Having watched Liverpool fans walk out on Saturday, and having seen the club quickly backtrack on their decision to raise ticket prices when faced by open revolt from a group of people integral to the club’s global brand, the Football Supporters’ Federation quickly convened meetings with supporters groups of all the Premier League clubs.
"The FSF will be convening a meeting of representatives of supporters’ organisations across the Premier League to discuss the next steps in the campaign," FSF chief Kevin Miles told the Telegraph today. "The Liverpool walkout very successfully highlighted the whole issue of the affordability of football and the clubs need to be made to listen."
It’s easy to point to new television deals and commercial revenue streams and wonder what difference £2M could ever possibly make to a club like Liverpool. The problem is, despite massive television deals and growing commercial revenue streams, the club turned a profit just once in the past six years—and that was a profit of only £900k.
If Liverpool are to stay complaint of Financial Fair Play regulations, then, that £2M could have some very real implications when it comes to signing new players. Players like Zlatan Ibrahimovic, who Jamie Carragher said he’d love to see at Anfield shortly after he finished explaining why he joined un the 77th-minute protest on Saturday.
Which isn’t to say the club can’t survive without the £2M more next season, just that on past evidence it wasn’t going to be money lining the pockets of the owners.

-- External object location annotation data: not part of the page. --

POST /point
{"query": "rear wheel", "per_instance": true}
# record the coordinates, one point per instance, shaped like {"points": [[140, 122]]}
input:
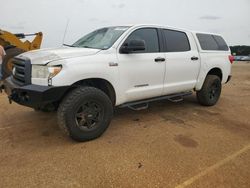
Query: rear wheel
{"points": [[85, 113], [7, 65], [210, 92]]}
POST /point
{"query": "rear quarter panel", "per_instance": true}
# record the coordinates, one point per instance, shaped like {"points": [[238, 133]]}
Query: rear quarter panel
{"points": [[210, 60]]}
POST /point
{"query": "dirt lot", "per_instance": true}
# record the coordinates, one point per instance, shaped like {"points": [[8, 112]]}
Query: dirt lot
{"points": [[168, 145]]}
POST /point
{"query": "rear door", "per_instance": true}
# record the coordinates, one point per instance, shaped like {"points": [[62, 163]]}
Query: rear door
{"points": [[182, 61]]}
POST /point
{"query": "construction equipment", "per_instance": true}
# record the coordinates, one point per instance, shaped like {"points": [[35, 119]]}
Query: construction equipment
{"points": [[14, 46]]}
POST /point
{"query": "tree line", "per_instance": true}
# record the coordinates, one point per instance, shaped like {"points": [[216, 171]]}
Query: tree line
{"points": [[240, 50]]}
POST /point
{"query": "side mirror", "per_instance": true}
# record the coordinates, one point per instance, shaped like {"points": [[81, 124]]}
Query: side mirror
{"points": [[133, 46]]}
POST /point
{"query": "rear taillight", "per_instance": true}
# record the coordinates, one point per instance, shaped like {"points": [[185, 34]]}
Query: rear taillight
{"points": [[231, 58]]}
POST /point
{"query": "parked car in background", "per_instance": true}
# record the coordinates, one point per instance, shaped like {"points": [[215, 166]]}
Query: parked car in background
{"points": [[123, 66]]}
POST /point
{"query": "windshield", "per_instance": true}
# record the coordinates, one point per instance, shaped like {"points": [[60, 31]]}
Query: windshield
{"points": [[102, 38]]}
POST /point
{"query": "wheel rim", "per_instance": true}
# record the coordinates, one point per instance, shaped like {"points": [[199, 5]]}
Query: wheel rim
{"points": [[88, 116], [215, 90]]}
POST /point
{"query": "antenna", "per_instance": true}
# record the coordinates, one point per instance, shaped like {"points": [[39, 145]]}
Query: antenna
{"points": [[66, 29]]}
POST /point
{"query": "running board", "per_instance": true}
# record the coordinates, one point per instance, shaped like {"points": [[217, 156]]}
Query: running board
{"points": [[173, 98]]}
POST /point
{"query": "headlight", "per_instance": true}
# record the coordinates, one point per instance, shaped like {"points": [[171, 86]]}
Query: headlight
{"points": [[39, 71]]}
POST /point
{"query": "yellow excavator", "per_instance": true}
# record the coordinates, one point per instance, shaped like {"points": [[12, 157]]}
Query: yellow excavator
{"points": [[14, 45]]}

It was money that would go towards paying for players—something to keep in mind the next time the club stops short of paying an extra million for a transfer or an extra £20k in wages.
If Liverpool’s walkout on Sunday can lead to ticket roll-backs across the Premier League, though, it levels the playing field once again. The club had argued that even if the £2M total didn’t seem like much for a club the size of Liverpool, it was part of a larger effort across all their revenue streams to keep up with the rest of the league.
If fans standing up can force all the clubs—can force the league collectively—to use things like the improved television deal to curb ticket price increases, then squeezing a little bit more out of the fans to keep up with the rest of the league becomes a non-issue for Liverpool. Hopefully the FSF can pull it off.